El séptimo y último pecado, cómo no, es el de la Pereza o la Desidia. Los poetas son vagos. Ya hemos comentado, en el apartado sobre la Gula, su desafortunada tendencia a llenar las páginas a medias e incluso a cuartos: un libro de poemas, medido en caracteres, puede resultar más breve que la introducción en euskera de cualquiera de los discursos del ex lehendakari Patxi López, o que la lista completa de vocabulario que el rey Felipe VI domina en cualquiera de las lenguas peninsulares a excepción del español (¿o español incluido?); de hecho, cuanto más delgado, más poético resulta el libro…

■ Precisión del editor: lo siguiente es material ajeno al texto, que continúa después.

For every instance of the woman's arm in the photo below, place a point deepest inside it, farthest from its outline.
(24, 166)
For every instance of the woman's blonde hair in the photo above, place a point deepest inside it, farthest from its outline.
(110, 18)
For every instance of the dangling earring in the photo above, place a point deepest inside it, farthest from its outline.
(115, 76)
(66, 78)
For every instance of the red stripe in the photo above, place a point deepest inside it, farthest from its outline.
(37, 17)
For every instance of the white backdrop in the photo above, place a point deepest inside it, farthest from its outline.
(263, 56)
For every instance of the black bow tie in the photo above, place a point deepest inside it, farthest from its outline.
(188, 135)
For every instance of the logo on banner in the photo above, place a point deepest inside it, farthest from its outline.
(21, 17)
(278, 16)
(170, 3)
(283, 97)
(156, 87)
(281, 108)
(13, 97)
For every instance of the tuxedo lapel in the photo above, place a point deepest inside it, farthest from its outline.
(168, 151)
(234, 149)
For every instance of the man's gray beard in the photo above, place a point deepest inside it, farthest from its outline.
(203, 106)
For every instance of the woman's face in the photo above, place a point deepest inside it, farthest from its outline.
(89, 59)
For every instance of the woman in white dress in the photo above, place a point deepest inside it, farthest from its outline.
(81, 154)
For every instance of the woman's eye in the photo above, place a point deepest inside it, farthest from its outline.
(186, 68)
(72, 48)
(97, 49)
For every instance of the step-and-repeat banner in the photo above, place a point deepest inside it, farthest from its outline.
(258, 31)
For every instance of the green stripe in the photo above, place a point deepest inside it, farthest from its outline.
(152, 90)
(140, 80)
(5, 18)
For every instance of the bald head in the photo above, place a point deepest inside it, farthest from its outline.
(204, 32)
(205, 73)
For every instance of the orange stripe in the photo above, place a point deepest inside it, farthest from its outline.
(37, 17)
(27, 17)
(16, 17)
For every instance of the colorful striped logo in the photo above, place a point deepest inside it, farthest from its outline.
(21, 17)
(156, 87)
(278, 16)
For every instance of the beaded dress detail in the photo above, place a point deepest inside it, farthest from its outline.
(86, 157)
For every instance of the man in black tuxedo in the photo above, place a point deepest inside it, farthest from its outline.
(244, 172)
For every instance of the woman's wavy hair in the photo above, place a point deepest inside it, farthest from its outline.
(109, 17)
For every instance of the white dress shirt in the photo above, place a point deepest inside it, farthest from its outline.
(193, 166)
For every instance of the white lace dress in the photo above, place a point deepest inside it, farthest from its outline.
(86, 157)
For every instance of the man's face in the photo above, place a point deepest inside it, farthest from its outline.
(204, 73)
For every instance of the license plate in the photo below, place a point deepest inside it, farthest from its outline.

Pero la cosa no queda en eso: recordemos que hay gente que intenta equiparar poesía y filosofía –en el campo de la poesía vasca hay un grupo que, año tras año, insiste en publicar un manifiesto, supuestamente distinto cada vez, en ese sentido–: ¡como si un librito de poemas pudiera sustituir a una obra de pensamiento bien pertrechada de notas a pie de página y de bibliografía! De hecho, el poeta, si es de verdad, no tiene que preocuparse ni de hacer bien su trabajo: como afirma Felipe Juaristi, “un poema no es mejor que otro poema; porque un poema es poema o no lo es”; cómodo, ¿verdad que sí? Además, la poesía conllevaba, al menos en los viejos tiempos, dificultades técnicas y límites estilísticos: por ejemplo, la necesidad de que rimara de una manera precisa, una contabilidad exacta de sílabas y versos, una cadencia más o menos complicada, un ritmo singular, etc. Como ejercicio de habilidad, cuando menos, no estaba mal. Pero, ¿qué ocurre hoy en día? Desde que el verso blanco y sobre todo el verso libre empezaron a extenderse, solo con que los márgenes sean un poco anchos por ambos lados –y con que las líneas estén sin justificar, al menos por la derecha– cualquier cosa puede ser poesía. Incluso un discurso hiper-emocional de esos que escribe el lehendakari Íñigo Urkullu o, ya puestos, uno de José María Aznar, siempre que se divida en líneas cortas de distinto tamaño. Hagan la prueba, incluso con el Boletín Oficial del Estado, si se sienten un poco vanguardistas: los resultados les sorprenderán.